El Paso, Texas—It wasn’t the rash covering Meliza’s feet and legs that worried Dr. José Manuel de la Rosa. What concerned him were the deep bruises beneath. They were a sign she could be experiencing something far more serious than an allergic reaction.
Meliza’s mom, Magdalena, told the doctor it started with one little bump. Then two. In no time, the 5-year-old’s legs were swollen and red from the knees down.
De la Rosa noticed a bandage-covered cotton ball in the crook of Meliza’s elbow, a remnant of having blood drawn. During their time at the Immigration and Customs Enforcement detention facility, Meliza had been sent to a hospital, Magdalena explained, cradling the child with her 5-foot frame.

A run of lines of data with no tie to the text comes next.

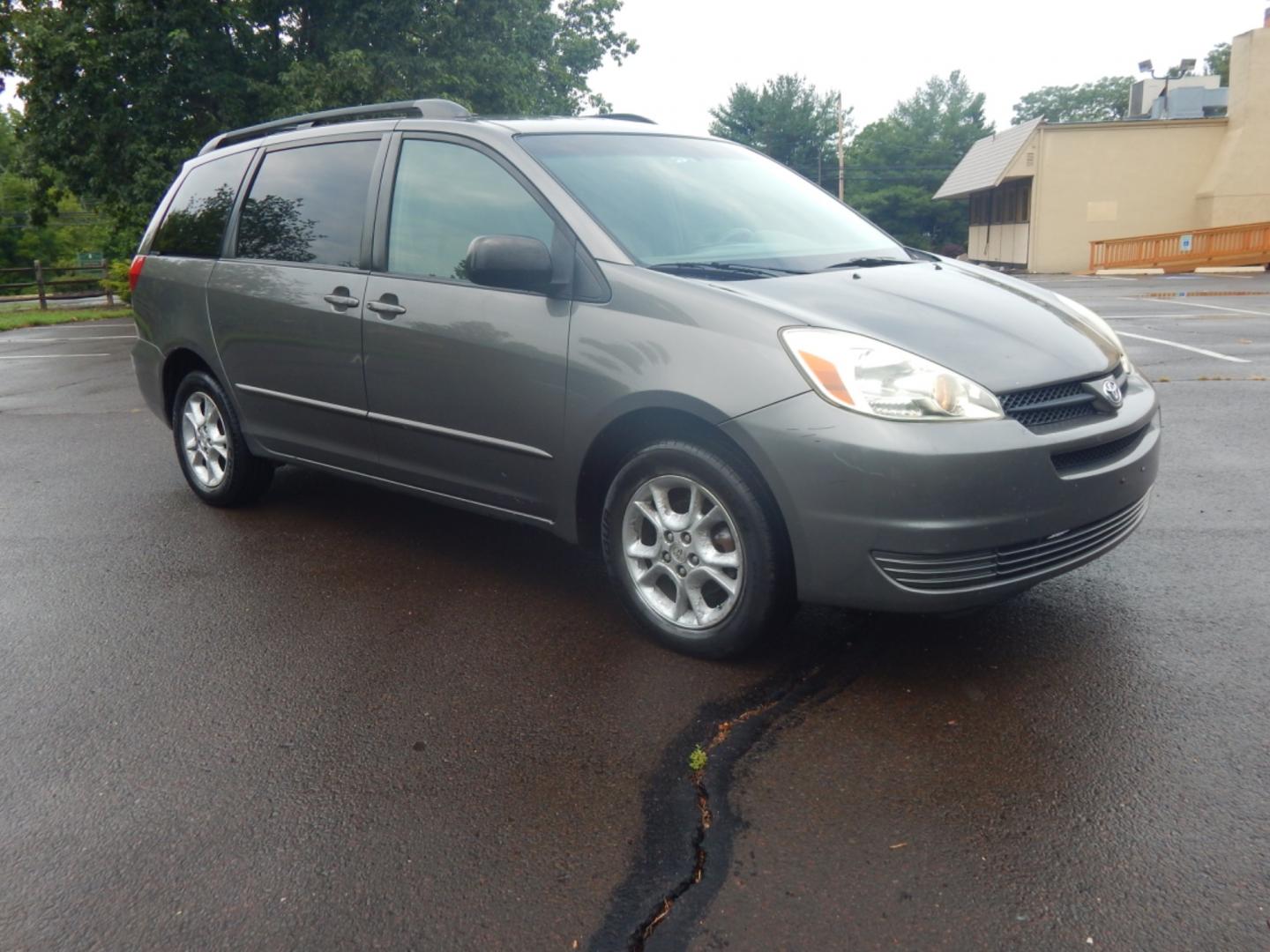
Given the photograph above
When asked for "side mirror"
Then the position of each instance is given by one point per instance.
(512, 262)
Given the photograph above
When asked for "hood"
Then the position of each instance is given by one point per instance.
(996, 331)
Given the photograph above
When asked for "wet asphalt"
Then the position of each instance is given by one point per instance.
(347, 718)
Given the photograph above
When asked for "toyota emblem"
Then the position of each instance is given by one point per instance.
(1111, 391)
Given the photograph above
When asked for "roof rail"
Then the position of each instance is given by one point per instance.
(412, 108)
(625, 117)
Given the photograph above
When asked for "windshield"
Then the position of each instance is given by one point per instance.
(671, 201)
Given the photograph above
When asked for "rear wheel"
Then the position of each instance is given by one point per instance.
(210, 444)
(693, 550)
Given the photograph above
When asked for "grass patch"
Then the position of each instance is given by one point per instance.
(11, 320)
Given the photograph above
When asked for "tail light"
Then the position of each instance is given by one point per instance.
(135, 271)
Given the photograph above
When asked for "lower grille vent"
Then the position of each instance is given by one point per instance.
(966, 571)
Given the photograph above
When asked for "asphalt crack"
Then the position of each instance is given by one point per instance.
(690, 807)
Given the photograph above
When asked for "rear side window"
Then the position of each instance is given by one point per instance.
(308, 205)
(447, 195)
(196, 219)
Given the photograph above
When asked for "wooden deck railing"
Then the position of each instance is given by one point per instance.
(1185, 250)
(34, 283)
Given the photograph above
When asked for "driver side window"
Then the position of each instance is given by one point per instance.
(447, 195)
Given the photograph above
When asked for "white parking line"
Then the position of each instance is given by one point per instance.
(1184, 346)
(63, 340)
(1208, 308)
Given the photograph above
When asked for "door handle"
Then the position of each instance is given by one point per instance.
(385, 309)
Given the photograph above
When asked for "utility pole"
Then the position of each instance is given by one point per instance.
(841, 167)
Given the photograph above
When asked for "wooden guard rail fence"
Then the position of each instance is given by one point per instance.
(79, 280)
(1185, 250)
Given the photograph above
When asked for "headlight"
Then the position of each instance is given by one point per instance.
(1099, 326)
(870, 377)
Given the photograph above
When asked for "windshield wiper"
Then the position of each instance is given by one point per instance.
(756, 271)
(868, 263)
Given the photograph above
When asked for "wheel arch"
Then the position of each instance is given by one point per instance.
(176, 365)
(637, 428)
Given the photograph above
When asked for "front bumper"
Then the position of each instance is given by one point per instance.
(934, 517)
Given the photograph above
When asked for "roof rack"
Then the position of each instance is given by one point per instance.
(410, 108)
(625, 117)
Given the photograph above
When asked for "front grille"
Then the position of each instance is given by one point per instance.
(966, 571)
(1054, 403)
(1093, 456)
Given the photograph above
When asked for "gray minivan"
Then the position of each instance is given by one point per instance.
(667, 346)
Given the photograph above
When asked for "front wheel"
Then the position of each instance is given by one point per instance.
(693, 550)
(211, 449)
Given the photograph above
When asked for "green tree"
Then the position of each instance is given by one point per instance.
(1218, 61)
(65, 228)
(118, 93)
(1102, 100)
(788, 120)
(895, 164)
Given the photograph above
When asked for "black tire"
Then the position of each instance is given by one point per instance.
(243, 478)
(765, 597)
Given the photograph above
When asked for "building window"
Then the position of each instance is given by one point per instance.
(1007, 205)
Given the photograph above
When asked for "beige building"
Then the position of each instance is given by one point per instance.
(1042, 192)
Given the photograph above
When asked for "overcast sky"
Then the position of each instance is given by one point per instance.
(693, 51)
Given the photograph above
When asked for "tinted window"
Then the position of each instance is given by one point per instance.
(444, 196)
(308, 205)
(196, 219)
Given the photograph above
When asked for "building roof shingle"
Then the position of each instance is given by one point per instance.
(987, 161)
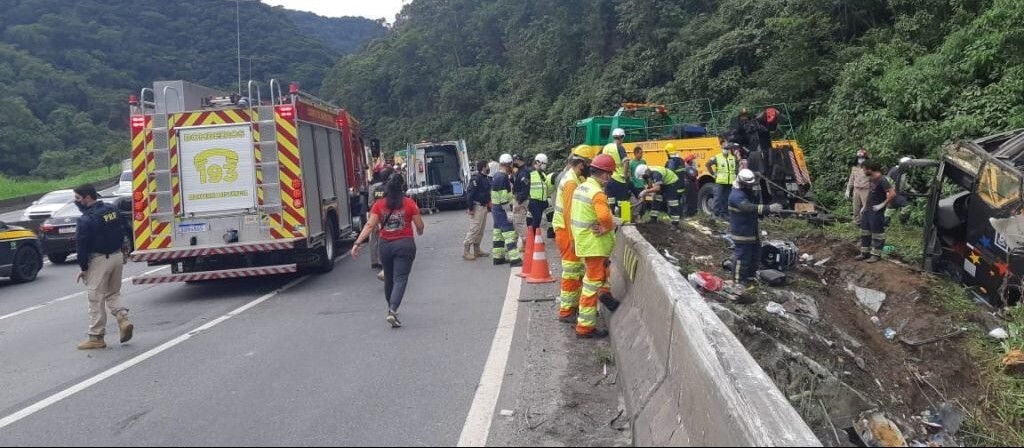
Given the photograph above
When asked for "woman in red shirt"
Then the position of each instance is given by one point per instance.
(393, 217)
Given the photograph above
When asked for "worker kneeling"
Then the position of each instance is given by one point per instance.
(744, 213)
(572, 267)
(664, 184)
(594, 234)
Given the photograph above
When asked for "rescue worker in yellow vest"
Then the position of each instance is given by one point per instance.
(542, 185)
(506, 250)
(664, 184)
(723, 167)
(572, 267)
(593, 230)
(617, 188)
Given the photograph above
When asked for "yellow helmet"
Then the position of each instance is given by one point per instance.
(584, 151)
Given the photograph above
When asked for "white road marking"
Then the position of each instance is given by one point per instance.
(481, 413)
(64, 395)
(70, 297)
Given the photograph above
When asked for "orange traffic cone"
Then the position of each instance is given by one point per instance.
(527, 257)
(540, 272)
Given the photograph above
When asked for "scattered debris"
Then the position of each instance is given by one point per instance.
(707, 281)
(1014, 358)
(890, 333)
(933, 340)
(776, 309)
(870, 300)
(999, 333)
(877, 430)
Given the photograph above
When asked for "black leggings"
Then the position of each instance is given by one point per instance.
(397, 258)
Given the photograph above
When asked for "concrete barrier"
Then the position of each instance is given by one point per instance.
(687, 379)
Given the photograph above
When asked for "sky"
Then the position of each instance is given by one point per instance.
(336, 8)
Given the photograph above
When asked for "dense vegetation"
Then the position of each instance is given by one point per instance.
(896, 76)
(68, 68)
(344, 35)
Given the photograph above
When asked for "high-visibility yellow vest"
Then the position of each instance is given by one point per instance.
(620, 174)
(583, 219)
(540, 185)
(559, 221)
(725, 172)
(670, 176)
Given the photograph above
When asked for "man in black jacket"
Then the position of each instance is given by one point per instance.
(477, 198)
(101, 255)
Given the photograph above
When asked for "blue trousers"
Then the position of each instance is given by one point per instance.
(722, 200)
(745, 261)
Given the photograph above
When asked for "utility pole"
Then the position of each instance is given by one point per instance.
(238, 35)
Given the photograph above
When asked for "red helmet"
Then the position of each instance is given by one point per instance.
(603, 163)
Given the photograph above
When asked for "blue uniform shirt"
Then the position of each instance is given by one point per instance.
(100, 230)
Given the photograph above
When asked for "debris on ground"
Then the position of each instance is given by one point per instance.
(877, 430)
(999, 333)
(822, 337)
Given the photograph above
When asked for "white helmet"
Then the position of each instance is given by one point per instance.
(747, 177)
(641, 171)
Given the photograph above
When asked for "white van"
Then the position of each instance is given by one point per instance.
(441, 164)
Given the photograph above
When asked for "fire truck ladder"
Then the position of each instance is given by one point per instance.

They had run tests, but she had no way to get the results. Through tears, she begged for help. “My daughter is my life,” she told him in Spanish.

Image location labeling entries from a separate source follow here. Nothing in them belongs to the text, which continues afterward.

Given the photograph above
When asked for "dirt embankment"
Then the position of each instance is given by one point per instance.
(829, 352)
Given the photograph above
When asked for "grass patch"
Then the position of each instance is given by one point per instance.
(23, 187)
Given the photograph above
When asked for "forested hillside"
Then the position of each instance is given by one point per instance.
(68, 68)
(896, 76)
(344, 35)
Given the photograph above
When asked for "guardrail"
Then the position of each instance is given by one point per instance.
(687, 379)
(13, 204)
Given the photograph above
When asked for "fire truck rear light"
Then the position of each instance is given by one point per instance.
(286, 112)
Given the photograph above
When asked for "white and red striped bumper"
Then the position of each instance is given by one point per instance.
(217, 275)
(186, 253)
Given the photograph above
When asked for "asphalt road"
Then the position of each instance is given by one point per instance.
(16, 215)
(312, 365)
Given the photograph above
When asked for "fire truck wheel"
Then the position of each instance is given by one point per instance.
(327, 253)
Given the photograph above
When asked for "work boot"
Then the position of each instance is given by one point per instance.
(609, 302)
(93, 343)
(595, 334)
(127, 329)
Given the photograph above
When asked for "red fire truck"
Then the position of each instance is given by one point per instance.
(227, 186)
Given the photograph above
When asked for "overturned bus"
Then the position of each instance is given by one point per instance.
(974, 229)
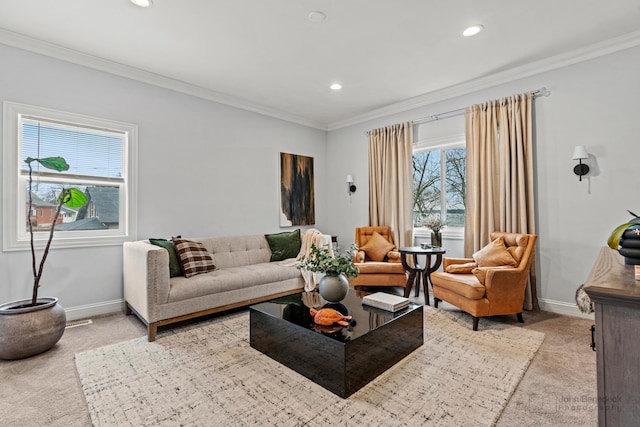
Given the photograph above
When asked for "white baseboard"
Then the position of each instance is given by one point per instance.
(90, 310)
(561, 307)
(108, 307)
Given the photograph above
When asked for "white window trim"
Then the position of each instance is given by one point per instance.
(13, 196)
(447, 142)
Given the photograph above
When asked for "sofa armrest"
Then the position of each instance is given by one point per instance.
(146, 277)
(449, 261)
(393, 256)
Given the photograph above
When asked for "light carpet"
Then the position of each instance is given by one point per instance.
(207, 374)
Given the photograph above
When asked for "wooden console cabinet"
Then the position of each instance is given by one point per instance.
(616, 294)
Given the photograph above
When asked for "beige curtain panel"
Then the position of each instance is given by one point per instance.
(390, 180)
(500, 175)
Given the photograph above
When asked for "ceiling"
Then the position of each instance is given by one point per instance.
(266, 56)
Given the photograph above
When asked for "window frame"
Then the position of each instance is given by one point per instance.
(432, 144)
(14, 196)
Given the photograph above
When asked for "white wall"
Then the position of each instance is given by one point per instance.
(593, 103)
(204, 169)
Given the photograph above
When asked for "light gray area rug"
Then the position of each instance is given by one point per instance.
(207, 374)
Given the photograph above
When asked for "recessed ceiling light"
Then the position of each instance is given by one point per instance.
(142, 3)
(472, 30)
(316, 16)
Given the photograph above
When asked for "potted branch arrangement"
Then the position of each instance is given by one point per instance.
(333, 287)
(32, 326)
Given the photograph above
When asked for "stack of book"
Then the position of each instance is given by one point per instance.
(386, 301)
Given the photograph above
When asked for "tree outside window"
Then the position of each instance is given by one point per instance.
(439, 185)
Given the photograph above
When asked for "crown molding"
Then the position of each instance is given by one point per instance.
(596, 50)
(41, 47)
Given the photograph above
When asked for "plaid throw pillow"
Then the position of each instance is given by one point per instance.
(194, 258)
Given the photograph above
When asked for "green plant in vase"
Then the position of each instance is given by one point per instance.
(334, 286)
(29, 327)
(436, 224)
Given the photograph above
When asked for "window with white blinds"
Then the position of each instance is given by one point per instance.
(101, 155)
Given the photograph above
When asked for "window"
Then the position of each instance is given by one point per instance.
(439, 183)
(101, 154)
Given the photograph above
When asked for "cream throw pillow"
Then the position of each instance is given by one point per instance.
(494, 254)
(377, 247)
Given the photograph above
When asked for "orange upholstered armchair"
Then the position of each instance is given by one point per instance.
(378, 259)
(491, 283)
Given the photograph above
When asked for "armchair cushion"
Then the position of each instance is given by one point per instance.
(481, 272)
(373, 267)
(377, 247)
(494, 254)
(466, 268)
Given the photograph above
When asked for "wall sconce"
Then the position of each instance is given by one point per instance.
(579, 153)
(351, 188)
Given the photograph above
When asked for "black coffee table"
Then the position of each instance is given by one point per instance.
(342, 360)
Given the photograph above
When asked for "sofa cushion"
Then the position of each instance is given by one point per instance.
(494, 254)
(230, 279)
(284, 245)
(174, 262)
(194, 258)
(377, 247)
(465, 268)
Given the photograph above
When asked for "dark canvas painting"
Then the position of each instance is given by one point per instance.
(297, 206)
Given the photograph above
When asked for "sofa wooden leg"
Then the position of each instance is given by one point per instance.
(152, 328)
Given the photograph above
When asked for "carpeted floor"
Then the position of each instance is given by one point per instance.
(45, 390)
(457, 378)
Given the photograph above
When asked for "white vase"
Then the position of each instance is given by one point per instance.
(333, 288)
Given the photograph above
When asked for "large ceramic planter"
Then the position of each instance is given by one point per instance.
(26, 331)
(333, 288)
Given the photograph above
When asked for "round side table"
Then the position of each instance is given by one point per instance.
(419, 273)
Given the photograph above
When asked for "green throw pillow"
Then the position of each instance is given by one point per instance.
(284, 245)
(174, 262)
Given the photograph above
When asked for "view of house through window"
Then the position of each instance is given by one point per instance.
(95, 157)
(439, 185)
(100, 153)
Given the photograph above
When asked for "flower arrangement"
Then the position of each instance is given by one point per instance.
(435, 223)
(320, 261)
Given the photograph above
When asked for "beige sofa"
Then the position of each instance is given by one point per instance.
(243, 276)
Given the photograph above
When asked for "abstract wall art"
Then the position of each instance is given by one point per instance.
(297, 205)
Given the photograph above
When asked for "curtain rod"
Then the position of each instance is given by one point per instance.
(543, 91)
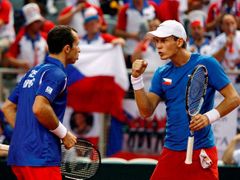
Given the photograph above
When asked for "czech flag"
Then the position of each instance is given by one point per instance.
(97, 82)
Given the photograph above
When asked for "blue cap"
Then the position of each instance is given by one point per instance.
(90, 18)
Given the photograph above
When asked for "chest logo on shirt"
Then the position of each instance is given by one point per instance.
(48, 90)
(167, 81)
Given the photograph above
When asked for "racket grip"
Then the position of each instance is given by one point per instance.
(189, 153)
(4, 147)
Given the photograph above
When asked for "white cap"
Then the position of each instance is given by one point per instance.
(32, 13)
(170, 28)
(90, 14)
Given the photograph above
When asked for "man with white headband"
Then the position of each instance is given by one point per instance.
(169, 84)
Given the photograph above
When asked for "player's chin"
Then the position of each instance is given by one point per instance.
(163, 56)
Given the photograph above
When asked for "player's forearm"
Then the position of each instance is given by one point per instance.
(144, 104)
(219, 55)
(9, 110)
(230, 102)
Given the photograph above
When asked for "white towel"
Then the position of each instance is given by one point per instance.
(205, 161)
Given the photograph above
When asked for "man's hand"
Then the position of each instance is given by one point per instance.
(198, 122)
(69, 140)
(138, 67)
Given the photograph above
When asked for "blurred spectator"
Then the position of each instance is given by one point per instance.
(217, 10)
(81, 123)
(73, 16)
(168, 9)
(110, 7)
(147, 50)
(132, 19)
(47, 24)
(7, 32)
(231, 154)
(5, 130)
(30, 47)
(92, 26)
(47, 4)
(198, 43)
(225, 47)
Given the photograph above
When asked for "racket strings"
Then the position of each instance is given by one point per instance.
(196, 91)
(82, 161)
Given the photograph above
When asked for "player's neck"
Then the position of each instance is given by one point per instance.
(181, 57)
(59, 57)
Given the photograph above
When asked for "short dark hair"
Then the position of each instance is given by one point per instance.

The doctor would see nearly a dozen patients that March evening at his makeshift clinic inside a warehouse near the El Paso airport. That week, similar ad hoc community clinics would treat hundreds of people, some with routine colds and viruses, others with upper-respiratory infections or gaping wounds. Like Meliza, all were migrants, mostly from Central America, a river of families arriving each day, many frightened and exhausted after days spent in government detention.
De la Rosa, an El Paso pediatrician, is one of dozens of doctors volunteering on the U.S.-Mexico border as the flow of migrants crossing without papers and asking for asylum climbs to a six-year high. Unlike previous waves of immigration, these are not single men from Mexico looking to blend in and find work. Most are families, fleeing gang violence, political instability or dire poverty.
President Donald Trump has declared a national emergency on the southern border to free up billions of dollars in funding to construct a wall as a means of stemming the tide of asylum seekers. On Friday, Trump visited Calexico, Calif., to tour a section of recently upgraded fencing, saying that keeping migrants out of the U.S. was the solution for overcrowded ports of entry.
But the federal government isn’t covering the cost of the humanitarian crisis unfolding in border communities like El Paso.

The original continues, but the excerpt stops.